Se siamo tutti servi, non saremo capaci di regnare l’un sull’altro.
O facciamo a turno a essere il re? O davvero c’è un vero re?
Progetto The Bridge: Developing Theatre Art
Dal maggio 1998 in seno al Workcenter of Jerzy Grotowski and Thomas Richards si sta sviluppando una nuova ala, che cresce in contatto con la nostra ricerca sull’arte come veicolo. Si tratta del Progetto The Bridge: Developing Theatre Arts – qui, il Workcenter scolpisce nella materia delle arti performative un ponte che dal mondo del teatro si estende verso l’investigazione sull’arte come veicolo. Ciò che appare non è ne’ teatro in senso stretto ne’ arte come veicolo. Piuttosto, ne emerge uno spettacolo/non-spettacolo: One breath left, diretto da Mario Biagini e Thomas Richards, un territorio di esplorazione attiva sulle relazione tra arte come veicolo e evento teatrale.
One breath left è chiaramente un’opera strutturata. Racconta anche una sorta di storia. In uno spettacolo, il regista ha il potere di creare un montaggio che è rivolto a te che guardi, e attraverso questo montaggio cattura la tua attenzione e ti racconta qualcosa. La struttura di One breath left prende in considerazione chi guarda in modo simile a come fa uno spettacolo, e in questo è molto diversa dalla struttura di Action. Eppure ci sono dei momenti in One breath left in cui questa funzione del regista – di dirigere, in una certa misura, l’attenzione dello spettatore, il suo flusso associativo – viene come abbandonata: come se abdicassimo da questa posizione di forza. E, allora, cosa succede se, per esempio, si lascia un canto avere uno sviluppo che sia naturale per le persone che agiscono, pur in una situazione che fino ad allora aderiva ad una logica teatrale? In One breath left, in certi momenti, questa tecnica, questo tentativo di dirigere l’attenzione e il flusso associativo dello spettatore viene abbandonato. Per noi è un esperimento: lasciare andare, e vedere cosa succede.

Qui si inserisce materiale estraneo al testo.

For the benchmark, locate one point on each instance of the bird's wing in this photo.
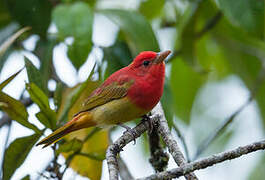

A proposito del Progetto The Bridge, Mario Biagini ha scritto, in Incontro all’Università “La Sapienza”:
Immaginate un monastero (dico immaginate perché non so se qualcosa di simile esista davvero), all’interno del quale i monaci fanno delle danze che in un certo senso sono la loro preghiera, il loro lavoro. Immaginate che queste danze vengano viste raramente dalla gente del villaggio, e nondimeno esiste un legame tra il monastero e il villaggio. E immaginate che, due o tre volte l’anno, sul sagrato all’esterno del tempio, sulla porta, i monaci eseguano altre danze, che la gente del villaggio viene a vedere e che contengono certi elementi di ciò che viene fatto dentro al monastero, dietro la porta. Per noi il Progetto The Bridge è qualcosa di simile a questo sogno, a quest’immaginazione. Certo, è evidente che il Workcenter non è affatto un monastero, ma per noi il Progetto The Bridge è paradossalmente legato a questa immagine.
Tutto questo rappresenta un campo d’investigazione estremamente fertile per noi, qualcosa di nuovo e sconosciuto. E’ un po’ come se stessimo creando una struttura che prende in considerazione uno spettatore e che nello stesso tempo possa rinviare ad un altro tipo di lavoro, che crei addirittura come la “nostalgia” di un’altra cosa.